Los sueños buenos y prometedores
El gran sueño de Pierre Teilhard de Chardin (1881-1955) era anunciar la nueva fase de la historia, la noosfera, esto es, una humanidad unida de mente corazón habitando el mismo planeta. Enfatizaba que “el tiempo de las naciones ya pasó; lo que importa es construir la Tierra”.
¿Cuál es el sueño de la teología de la liberación? Que todos, empezando por los más pobres y oprimidos, puedan librarse de todo lo que les oprime externa e internamente y vivir como hermanos y hermanas en justicia, solidaridad, respetuosos con la naturaleza y la madre Tierra, en un gran banquete, disfrutando con moderación compartida de los buenos frutos de la gran y generosa madre Tierra. Muchos fueron perseguidos, presos, torturados y muertos en América Latina por intentar realizar ese sueño. Pero el sueño verdadero y bueno nunca muere. La esperanza nos garantiza que un día se realizará.
¿Y cuál es el gran sueño del papa Francisco, compartido también por la Carta de la Tierra y tantos ecologistas? Lo expresa bien en su extraordinaria encíclica Laudato Si’: sobre el cuidado de la casa común (junio de 2015) en esta frase:
Todo está relacionado, y todos los seres humanos estamos juntos como hermanos y hermanas en una maravillosa peregrinación, entrelazados por el amor que Dios tiene a cada una de sus criaturas y que nos une también, con tierno cariño, al hermano sol, a la hermana luna, al hermano río y a la madre Tierra (n. 92).
O cuidamos de la madre Tierra, nuestra casa común, y nos damos la mano para trabajar juntos y en solidaridad, o formaremos el cortejo de quienes se dirigen a su propia sepultura.
Por eso vemos qué importante y urgente es alimentar sueños buenos que nos lleven a prácticas transformadoras y alimenten continuamente nuestra esperanza.
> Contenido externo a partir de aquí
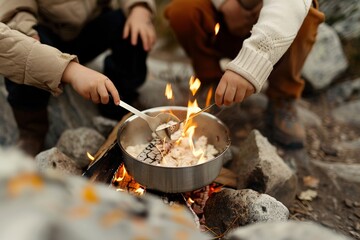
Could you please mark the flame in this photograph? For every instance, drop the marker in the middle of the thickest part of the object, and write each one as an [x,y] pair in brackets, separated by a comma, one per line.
[168,92]
[90,156]
[124,182]
[209,96]
[217,28]
[194,85]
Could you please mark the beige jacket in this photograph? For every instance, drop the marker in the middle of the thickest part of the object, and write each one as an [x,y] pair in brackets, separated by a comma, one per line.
[65,17]
[22,61]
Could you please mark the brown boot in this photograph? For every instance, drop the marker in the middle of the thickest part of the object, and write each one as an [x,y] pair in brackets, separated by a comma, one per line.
[284,124]
[33,127]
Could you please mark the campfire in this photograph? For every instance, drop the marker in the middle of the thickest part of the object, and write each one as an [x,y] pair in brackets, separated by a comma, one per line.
[166,159]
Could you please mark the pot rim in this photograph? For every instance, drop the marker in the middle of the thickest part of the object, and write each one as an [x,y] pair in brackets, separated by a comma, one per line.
[181,108]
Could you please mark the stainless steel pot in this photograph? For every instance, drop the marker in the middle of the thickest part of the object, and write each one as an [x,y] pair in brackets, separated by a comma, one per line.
[173,179]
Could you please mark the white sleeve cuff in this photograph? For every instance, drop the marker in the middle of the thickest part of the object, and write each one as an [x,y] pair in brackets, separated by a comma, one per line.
[253,66]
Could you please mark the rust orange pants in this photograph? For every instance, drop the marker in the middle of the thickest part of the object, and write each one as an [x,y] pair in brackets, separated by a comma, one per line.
[193,23]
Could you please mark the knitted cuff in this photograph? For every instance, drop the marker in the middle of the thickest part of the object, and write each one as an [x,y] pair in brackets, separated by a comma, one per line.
[252,66]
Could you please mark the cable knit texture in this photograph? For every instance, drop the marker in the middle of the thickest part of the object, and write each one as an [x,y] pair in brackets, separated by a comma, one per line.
[271,36]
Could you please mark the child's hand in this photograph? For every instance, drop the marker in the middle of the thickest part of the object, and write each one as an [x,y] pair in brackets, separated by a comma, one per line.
[139,23]
[232,88]
[90,84]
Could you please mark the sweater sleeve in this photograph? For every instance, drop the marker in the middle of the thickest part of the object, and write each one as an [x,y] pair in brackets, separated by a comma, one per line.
[27,61]
[277,27]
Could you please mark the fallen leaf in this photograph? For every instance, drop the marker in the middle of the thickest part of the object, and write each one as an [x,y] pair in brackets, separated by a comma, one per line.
[308,195]
[311,182]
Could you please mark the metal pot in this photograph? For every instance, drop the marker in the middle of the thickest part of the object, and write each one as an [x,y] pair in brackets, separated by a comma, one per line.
[173,179]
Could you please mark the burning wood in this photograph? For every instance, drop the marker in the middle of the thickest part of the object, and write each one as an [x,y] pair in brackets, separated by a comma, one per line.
[122,181]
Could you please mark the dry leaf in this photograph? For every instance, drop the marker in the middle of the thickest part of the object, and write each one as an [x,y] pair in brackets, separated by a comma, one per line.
[308,195]
[311,182]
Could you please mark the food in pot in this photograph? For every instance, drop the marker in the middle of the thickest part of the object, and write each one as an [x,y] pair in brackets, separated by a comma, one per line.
[179,153]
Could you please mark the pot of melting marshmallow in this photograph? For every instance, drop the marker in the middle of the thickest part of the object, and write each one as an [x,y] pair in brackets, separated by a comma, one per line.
[190,160]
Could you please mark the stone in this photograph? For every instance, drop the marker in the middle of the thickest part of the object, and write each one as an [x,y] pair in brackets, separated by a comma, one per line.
[348,113]
[53,159]
[323,66]
[229,209]
[290,230]
[260,168]
[76,143]
[49,206]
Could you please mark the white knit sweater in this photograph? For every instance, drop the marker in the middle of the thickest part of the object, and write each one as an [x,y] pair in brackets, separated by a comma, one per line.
[277,27]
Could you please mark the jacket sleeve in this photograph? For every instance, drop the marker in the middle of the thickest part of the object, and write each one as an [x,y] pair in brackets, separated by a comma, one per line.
[26,61]
[20,15]
[127,4]
[276,29]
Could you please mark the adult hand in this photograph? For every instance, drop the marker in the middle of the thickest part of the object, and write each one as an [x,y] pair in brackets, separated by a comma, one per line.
[139,23]
[239,20]
[90,84]
[232,88]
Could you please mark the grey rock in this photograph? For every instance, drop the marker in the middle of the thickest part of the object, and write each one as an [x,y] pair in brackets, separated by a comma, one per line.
[104,125]
[348,113]
[290,230]
[229,209]
[260,168]
[59,207]
[53,159]
[348,172]
[343,92]
[344,16]
[323,66]
[68,111]
[308,118]
[76,143]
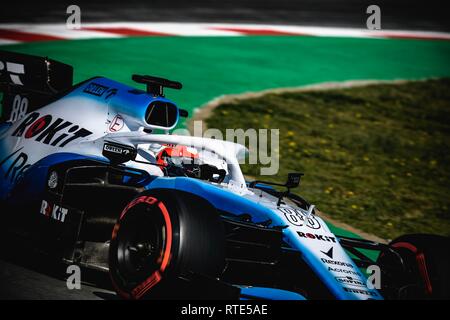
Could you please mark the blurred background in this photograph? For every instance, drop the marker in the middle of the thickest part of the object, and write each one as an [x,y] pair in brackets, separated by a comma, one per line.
[372,135]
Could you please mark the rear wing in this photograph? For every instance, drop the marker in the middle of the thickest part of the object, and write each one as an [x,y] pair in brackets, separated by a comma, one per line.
[30,82]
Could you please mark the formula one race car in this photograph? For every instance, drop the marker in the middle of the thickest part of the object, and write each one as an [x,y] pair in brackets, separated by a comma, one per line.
[85,176]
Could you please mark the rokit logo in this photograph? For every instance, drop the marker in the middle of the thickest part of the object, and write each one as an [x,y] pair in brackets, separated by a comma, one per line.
[53,211]
[360,291]
[344,271]
[14,70]
[347,280]
[297,218]
[317,237]
[15,164]
[57,133]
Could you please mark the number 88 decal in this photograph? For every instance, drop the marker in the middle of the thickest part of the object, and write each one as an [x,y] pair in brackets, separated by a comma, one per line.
[19,108]
[297,218]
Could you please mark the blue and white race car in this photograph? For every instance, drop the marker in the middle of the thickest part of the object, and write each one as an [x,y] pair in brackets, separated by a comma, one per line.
[84,175]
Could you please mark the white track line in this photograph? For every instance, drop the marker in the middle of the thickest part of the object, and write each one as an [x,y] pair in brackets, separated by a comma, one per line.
[210,29]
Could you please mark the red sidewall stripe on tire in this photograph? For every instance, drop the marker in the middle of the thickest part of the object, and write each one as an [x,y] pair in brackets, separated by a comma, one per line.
[156,276]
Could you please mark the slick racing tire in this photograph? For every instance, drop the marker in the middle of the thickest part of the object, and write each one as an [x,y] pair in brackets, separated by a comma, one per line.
[162,238]
[423,271]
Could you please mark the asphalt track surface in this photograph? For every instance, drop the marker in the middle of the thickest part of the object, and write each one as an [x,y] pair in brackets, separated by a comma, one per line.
[399,14]
[23,278]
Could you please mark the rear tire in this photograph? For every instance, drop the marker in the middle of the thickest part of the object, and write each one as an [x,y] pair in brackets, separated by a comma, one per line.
[162,237]
[424,273]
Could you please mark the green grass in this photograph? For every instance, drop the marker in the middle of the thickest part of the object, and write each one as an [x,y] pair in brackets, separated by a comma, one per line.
[375,157]
[212,66]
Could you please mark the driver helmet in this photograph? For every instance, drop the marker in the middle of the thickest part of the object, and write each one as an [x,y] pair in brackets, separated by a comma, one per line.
[178,155]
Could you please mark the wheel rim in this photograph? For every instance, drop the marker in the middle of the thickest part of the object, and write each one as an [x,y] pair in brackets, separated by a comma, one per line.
[140,244]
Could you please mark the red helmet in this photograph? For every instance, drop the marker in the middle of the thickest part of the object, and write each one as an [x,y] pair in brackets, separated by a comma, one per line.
[176,154]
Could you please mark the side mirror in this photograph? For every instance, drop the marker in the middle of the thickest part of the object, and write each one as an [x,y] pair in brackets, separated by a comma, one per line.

Ya en el atardecer de nuestra vida, queremos transmitir ese sueño a los jóvenes que vienen tras nosotros. A ellos les toca llevar adelante el sueño de Jesús, del papa Francisco, de la teología de la liberación integral y de tantas personas que también alimentan el sueño de una humanidad mejor. Esos jóvenes tienen que ser protagonistas de un futuro mejor para nosotros mismos, para la naturaleza y para la madre Tierra.